When I graduated from high school I decided to pursue "engineering and science". That is about as specific as I was thinking. So, I decided to go to MIT rather than other colleges because they offered a great deal in areas that I was interested in. I also realized that MIT is on the expensive side - so I applied for an ROTC scholarship (Reserve Officer Training Corps). This full scholarship paid all my tuition in exchange for being an officer in the Air Force for at least 4 years. Seemed like a good deal. Of course, the Air Force wanted me to major in Electrical Engineering, but I was more interested in Aero-Astro and Mechanical Engineering, and Earth and Planetary Science. I decided to petition to set my major as Aero -Astro, which was accepted by the Air Force. I graduated in 1986, became a Lieutenant in the Air Force. Worked in the Air Force space program for 5 years, and decided to leave the Air Force and work in the civilian space world.

There are many "best things" about my job: Number one is probably the fascinating nature of the job and the people who do it. I love the romantic side of this job - in a very real sense, we are all explorers and Galileo is our telescope. I also am very happy that I can be a part of such a great team - a team with many amazing people on it. And I love telling people what I work on - explaining it to them in a way that it is tangible and exciting.

As far as things that I like least about my job, I would have to say it is frustrating when issues get decided for other than technical reasons, although I understand that there are times when it is important. Also, it is sometimes difficult being a team leader because people criticize your decisions. I've learned that you can't please everyone, and chances are, someone will be unhappy about a decision. I'm beginning to get more accustomed to that though.

Preparation for this job

All my life, I've been curious as to why things work, and what things are made of. Also, I've always been in awe of amazing feats such as the launching of a rocket, or the Apollo landing on the moon. And I've always been interested in man's search for how we fit into the universe. As a kid (and now too) , I liked to look at the moon and the stars. I used to think about why some people think the Earth is flat, and why others don't. I remember seeing a shooting star, and thought it was fascinating. So I guess one important thing is that I just like this stuff! Another key thing was that I had a decent flair for solving math and chemistry and physics problems, and that I enjoyed being able to figure them out.
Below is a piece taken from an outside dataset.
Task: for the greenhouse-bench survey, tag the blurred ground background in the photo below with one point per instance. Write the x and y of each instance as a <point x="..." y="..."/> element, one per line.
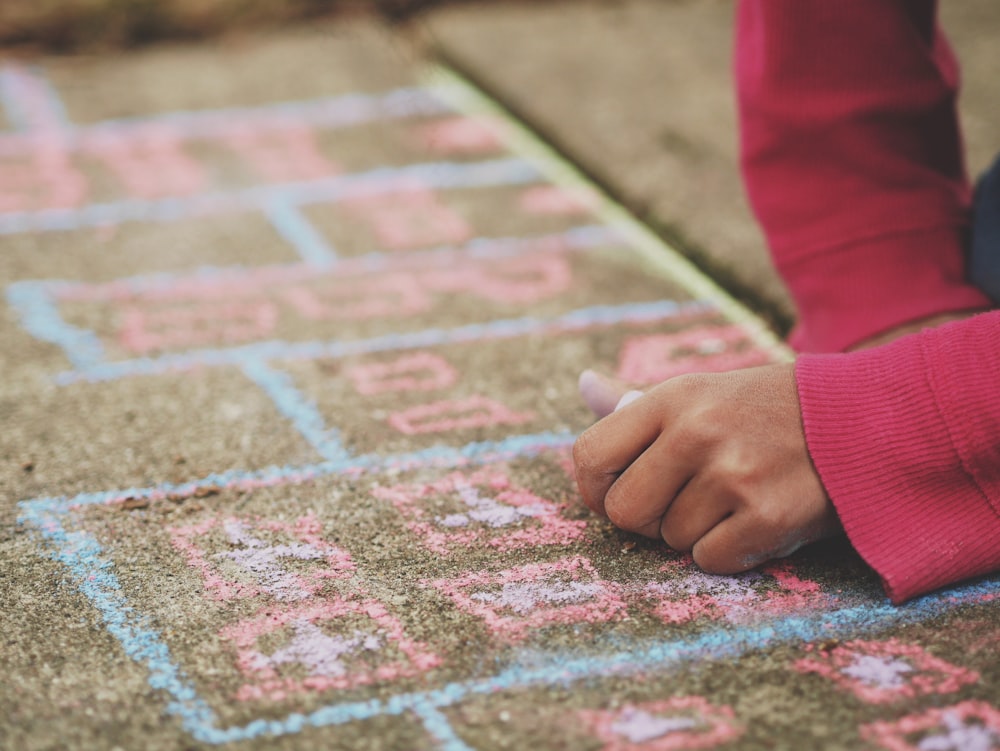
<point x="79" y="25"/>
My advice to students who would like to work in the field of Space Exploration, is two fold: Go outside and look at the stars and the planets. If you're like me and many people that work at JPL, you are interested in the Earth and the stars and how they all came together. I think that zest is important. The other part is study your algebra, your trig, your calculus, your chemistry, your physics... but don't forget your literature, your English, your foreign languages... Just enjoy learning - because once you start enjoying it, it never stops.

Influences

My dad is an electrical engineer - and he probably had a fair amount of influence in terms of following a technical career. I met interesting and brilliant people in college who inspired me to be curious and to explore. One of my college professors, Dr James McCune, convinced me to stick with Aeronautics and Astronautics, even though I wasn't so sure of myself. I am grateful to him for that advice.

Personal info

I just turned 31 years old. I am recently engaged to be married next year. I live in Altadena California. I grow delicious tomatoes, zuccini and eggplant in my garden. If you ate one of my tomatoes, you would't be satisfied with a store-bought tomato ever again! I enjoy comedy and I perform improvisational comedy regularly with my group, the Legitimate Freaks. We are funny - really! I am currently studying Improvisational acting and comedy at the Groundlings in Hollywood, and at Upfront Comedy in Santa Monica California. I'm a big Red Sox fan, and I'm hoping they go all the way this year, but if not, at least finish way ahead of the Yankees.